Producer and Picturestart founder Erik Feig got Cooper Raiff’s Cha Cha Real Smooth and Am I OK? into the festival last year (both starred Dakota Johnson) and provoked a strong reaction from buyers, with Apple and Warner Bros/HBO Max pouncing on the titles, respectively.
This year Feig has US Dramatic Competition entry Theater Camp, a comedy starring Amy Sedaris and Jimmy Tatro about a desperate attempt to save an upstate New York theatre group from financial ruin before opening night.
“Theater Camp is made to be enjoyed by an audience. I’m thrilled to be seeing it with a big audience at Sundance and we’ll be asking what’s the best way to get it out there,” says Feig. “We’ll be looking at theatrical, streaming, and streaming with a theatrical option.”

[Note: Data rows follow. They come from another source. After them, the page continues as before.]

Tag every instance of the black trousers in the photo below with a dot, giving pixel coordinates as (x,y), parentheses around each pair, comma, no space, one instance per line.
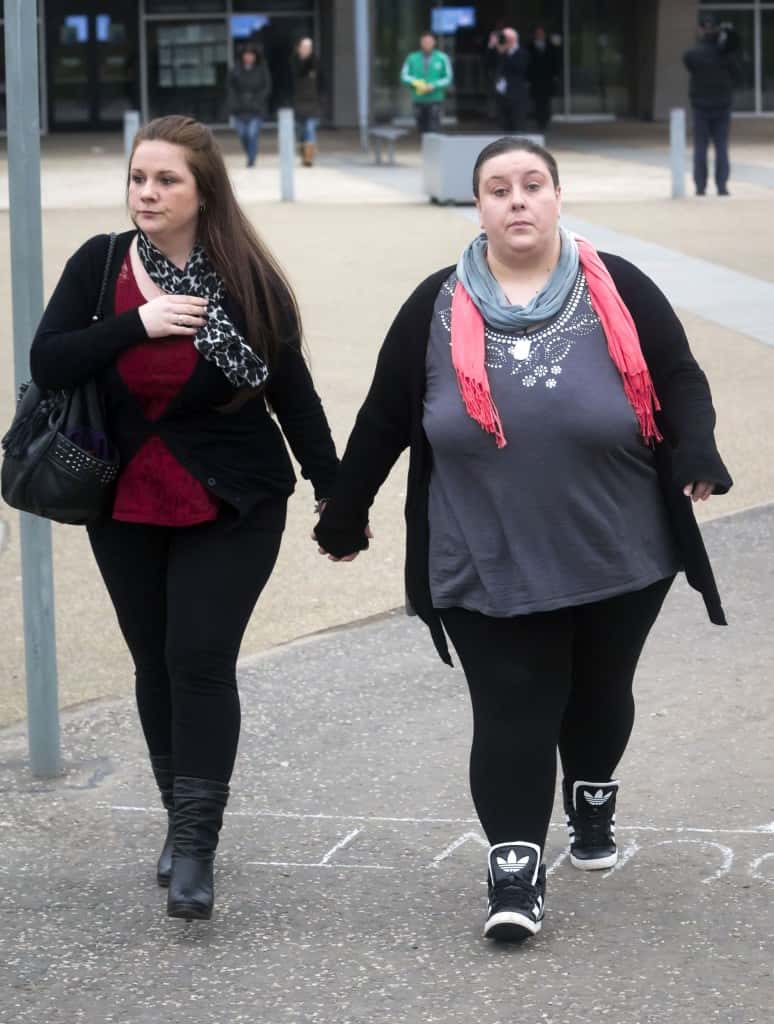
(542,102)
(558,679)
(512,112)
(715,126)
(183,597)
(427,117)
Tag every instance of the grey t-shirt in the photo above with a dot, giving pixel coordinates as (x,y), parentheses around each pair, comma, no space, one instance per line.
(570,510)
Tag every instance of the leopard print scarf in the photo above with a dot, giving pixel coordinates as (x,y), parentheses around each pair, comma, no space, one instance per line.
(218,340)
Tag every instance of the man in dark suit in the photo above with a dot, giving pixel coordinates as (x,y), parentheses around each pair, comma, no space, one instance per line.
(543,75)
(715,70)
(511,68)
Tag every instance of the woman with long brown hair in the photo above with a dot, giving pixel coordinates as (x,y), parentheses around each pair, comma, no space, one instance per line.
(202,335)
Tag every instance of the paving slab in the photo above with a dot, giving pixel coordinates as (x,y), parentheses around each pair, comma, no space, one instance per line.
(350,875)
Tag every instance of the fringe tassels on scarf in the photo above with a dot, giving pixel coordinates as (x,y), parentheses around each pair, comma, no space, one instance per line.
(468,358)
(469,349)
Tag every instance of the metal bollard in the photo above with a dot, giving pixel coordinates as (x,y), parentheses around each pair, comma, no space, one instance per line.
(131,127)
(677,152)
(287,129)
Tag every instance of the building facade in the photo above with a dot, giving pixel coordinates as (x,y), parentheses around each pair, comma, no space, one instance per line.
(101,57)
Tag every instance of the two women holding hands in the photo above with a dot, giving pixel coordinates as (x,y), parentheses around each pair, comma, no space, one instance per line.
(559,429)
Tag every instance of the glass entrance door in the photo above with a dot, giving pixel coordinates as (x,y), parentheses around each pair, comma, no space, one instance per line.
(275,35)
(91,52)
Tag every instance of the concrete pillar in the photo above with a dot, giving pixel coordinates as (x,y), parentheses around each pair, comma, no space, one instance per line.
(344,111)
(676,32)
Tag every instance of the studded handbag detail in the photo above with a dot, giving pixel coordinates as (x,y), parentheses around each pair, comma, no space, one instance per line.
(58,461)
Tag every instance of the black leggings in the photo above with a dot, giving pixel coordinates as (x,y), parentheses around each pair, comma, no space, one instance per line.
(536,682)
(183,597)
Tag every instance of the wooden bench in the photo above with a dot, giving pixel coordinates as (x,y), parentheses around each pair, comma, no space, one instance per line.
(388,135)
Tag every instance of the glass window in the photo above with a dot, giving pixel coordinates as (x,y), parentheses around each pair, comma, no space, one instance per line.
(3,123)
(767,53)
(184,6)
(276,36)
(397,28)
(187,65)
(273,6)
(600,35)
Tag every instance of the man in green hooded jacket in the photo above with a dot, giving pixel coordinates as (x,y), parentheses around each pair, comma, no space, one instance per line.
(428,73)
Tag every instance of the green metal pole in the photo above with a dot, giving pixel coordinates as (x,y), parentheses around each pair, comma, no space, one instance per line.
(27,281)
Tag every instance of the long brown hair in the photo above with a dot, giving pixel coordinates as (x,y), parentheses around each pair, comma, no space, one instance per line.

Feig says that streamers seemed like the most reasonable way of reaching audiences with last year’s Sundance selections, given how the festival pivoted to virtual and there were still big questions markets in audiences’ minds about returning to cinemas.
A year on and the industry has learned how to be opportunistic about the right films for theatrical. “There is a theatrical market out there, 100%,” he says. “This past year we’ve seen a lot of things work, and a lot not work and it’s not like consumers have forgotten how to go to a movie theatre. Theatrical distributors have got savvier and learned to play around with windows and engage with their markets in different pockets of opportunity. The streamers’ business have evolved as they’ve got a lot more focused about their subscribers and know what they like.”
So as high inflation and lingering Covid protocols push up costs, and the prospect of a summer writers strike looms over Hollywood and threatens the supply line, will theatrical buyers scramble to stock up? Not necessarily.
“A lot of times the urgency is for buyers who desperately need product,” notes Feig. “A lot of buyers have become more educated about what works for them. You will have a lot of buyers who may want things but there aren’t as many buyers who need things.”
Oliver Wheeler of Range Select, which represents worldwide sales on Sebastian Silva’s Premieres entry Rotting In The Sun and Laura Gabbert’s food industry documentary Food And Country in Premieres, is upbeat. “While we did ultimately become very successful in creating a robust and competitive marketplace when we were virtual,” he says, ”you can never fully recreate having buyers in the same room with an audience. That will have a very positive impact at the market.”